Text-to-feature FinBERT for regression

I need to make a feature extractor for a project, so I am able to translate a given financial statement (text) into a vector that can be used as features in my main problem. I am currently doing revenue forecasting. I use historical fundamentals data in addition to stock prices in order to predict revenue growth for next quarter (regression problem). In addition I use text data (financial statements) where I want to use BERT in order to get new features for my regression model.
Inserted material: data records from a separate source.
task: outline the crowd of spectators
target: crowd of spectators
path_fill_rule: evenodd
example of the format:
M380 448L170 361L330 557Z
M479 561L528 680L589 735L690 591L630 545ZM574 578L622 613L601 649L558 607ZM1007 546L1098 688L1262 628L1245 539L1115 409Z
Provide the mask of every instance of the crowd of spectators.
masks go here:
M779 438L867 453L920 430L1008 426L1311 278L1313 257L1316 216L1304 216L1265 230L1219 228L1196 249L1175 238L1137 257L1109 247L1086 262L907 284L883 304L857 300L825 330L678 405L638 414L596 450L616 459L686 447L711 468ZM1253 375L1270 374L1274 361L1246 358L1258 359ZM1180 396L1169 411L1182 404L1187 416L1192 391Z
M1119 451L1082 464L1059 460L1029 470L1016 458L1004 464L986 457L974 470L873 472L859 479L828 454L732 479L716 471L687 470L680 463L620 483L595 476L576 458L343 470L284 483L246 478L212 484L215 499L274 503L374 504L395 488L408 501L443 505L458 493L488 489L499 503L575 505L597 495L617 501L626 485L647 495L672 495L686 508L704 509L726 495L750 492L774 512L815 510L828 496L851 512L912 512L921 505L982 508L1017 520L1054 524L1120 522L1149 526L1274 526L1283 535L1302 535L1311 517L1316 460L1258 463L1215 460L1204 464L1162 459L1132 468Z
That is, the vector from the BERT feature extraction will later be combined with several other values (fundamentals and stock price data) for the final prediction (next quarter revenue growth) in e.g. a random forest or XGBoost model.

I want to try both a FINE-TUNED FinBERT model and a PRE-TRAINED FinBERT MODEL and compare. But how do I fine-tune the FinBERT model on my dataset (regression problem) and then use that new FinBERT model to do the feature extraction?

1 Like

You can easily get a feature vector for a given piece of text as follows:

from transformers import BertTokenizer, BertModel

tokenizer = BertTokenizer("ProsusAI/finbert")
model = BertModel.from_pretrained("ProsusAI/finbert")

text = "hello world"
encoding = tokenizer(text, return_tensors="pt")

# forward pass
outputs = model(**encoding)

# get feature vector 
feature_vector = outputs.last_hidden_state[:,0,:]
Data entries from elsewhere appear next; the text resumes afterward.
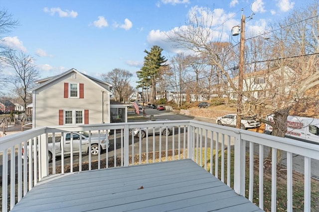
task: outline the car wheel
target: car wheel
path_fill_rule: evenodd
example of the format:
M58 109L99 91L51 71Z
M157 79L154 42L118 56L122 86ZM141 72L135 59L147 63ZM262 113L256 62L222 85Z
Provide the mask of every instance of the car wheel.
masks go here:
M91 153L93 155L97 155L99 154L99 145L96 143L91 145Z
M167 134L167 136L170 136L170 130L169 130L169 129L167 129L167 132L166 131L166 129L164 129L163 131L163 136L166 136L166 134Z
M140 135L140 133L141 133L141 135ZM139 132L139 133L138 133L138 137L139 138L141 138L143 139L143 138L145 138L146 136L146 135L145 134L145 132L143 130L141 130L141 132Z
M49 162L52 160L52 153L50 151L48 152L48 160Z
M242 130L246 130L246 128L245 127L245 125L244 124L242 124L240 125L240 129Z

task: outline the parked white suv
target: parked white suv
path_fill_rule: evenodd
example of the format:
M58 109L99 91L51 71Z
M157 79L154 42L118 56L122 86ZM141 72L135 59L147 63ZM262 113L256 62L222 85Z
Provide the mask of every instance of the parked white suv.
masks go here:
M227 114L222 117L217 117L216 123L219 125L236 127L236 114ZM242 117L240 129L256 128L260 126L260 122L254 117Z

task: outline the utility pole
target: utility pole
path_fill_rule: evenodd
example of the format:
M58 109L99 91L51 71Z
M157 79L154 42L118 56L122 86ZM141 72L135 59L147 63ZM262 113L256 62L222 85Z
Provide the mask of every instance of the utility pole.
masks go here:
M240 27L240 46L239 47L239 65L238 69L238 96L237 97L237 113L236 120L236 128L240 128L241 114L243 112L243 81L244 80L244 53L245 52L245 15L241 15Z
M143 116L145 116L145 109L144 109L144 87L143 87L143 80L142 80L142 101L143 102Z

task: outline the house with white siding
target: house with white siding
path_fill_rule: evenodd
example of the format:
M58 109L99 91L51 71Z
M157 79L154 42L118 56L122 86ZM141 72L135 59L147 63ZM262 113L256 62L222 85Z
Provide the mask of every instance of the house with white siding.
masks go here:
M110 123L110 84L75 69L37 82L29 91L33 128Z

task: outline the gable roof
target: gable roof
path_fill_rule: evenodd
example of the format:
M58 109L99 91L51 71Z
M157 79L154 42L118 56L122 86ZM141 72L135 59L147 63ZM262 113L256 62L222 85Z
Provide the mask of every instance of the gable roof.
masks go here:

Here I’m taking the final hidden state of the [CLS] token, which serves as a good representation of an entire piece of text. This is a vector of size (768,) for BERT-base-sized models.
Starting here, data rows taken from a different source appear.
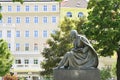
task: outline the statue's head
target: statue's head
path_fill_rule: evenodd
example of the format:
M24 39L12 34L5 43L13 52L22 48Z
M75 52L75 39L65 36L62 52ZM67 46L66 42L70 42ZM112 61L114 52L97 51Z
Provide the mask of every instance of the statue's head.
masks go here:
M78 33L76 30L71 30L70 32L70 37L71 39L75 39L77 37Z

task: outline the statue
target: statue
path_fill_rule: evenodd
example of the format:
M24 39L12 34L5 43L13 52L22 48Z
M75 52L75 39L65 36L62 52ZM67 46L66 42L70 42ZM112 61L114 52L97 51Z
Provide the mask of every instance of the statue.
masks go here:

I’m not sure what you mean by fine-tuning a BERT model on your dataset. You can fine-tune BERT on a regression problem, where the inputs are text and the outputs are floats. Is this what you want to do?

1 Like

Thanks! I want to do something similar to what is discussed here: How to build a Text-to-Feature Extractor based on Fine-Tuned BERT Model · Issue #1323 · huggingface/transformers · GitHub

But instead of using the text features as input in a classification problem I want to use them as input for regression problem.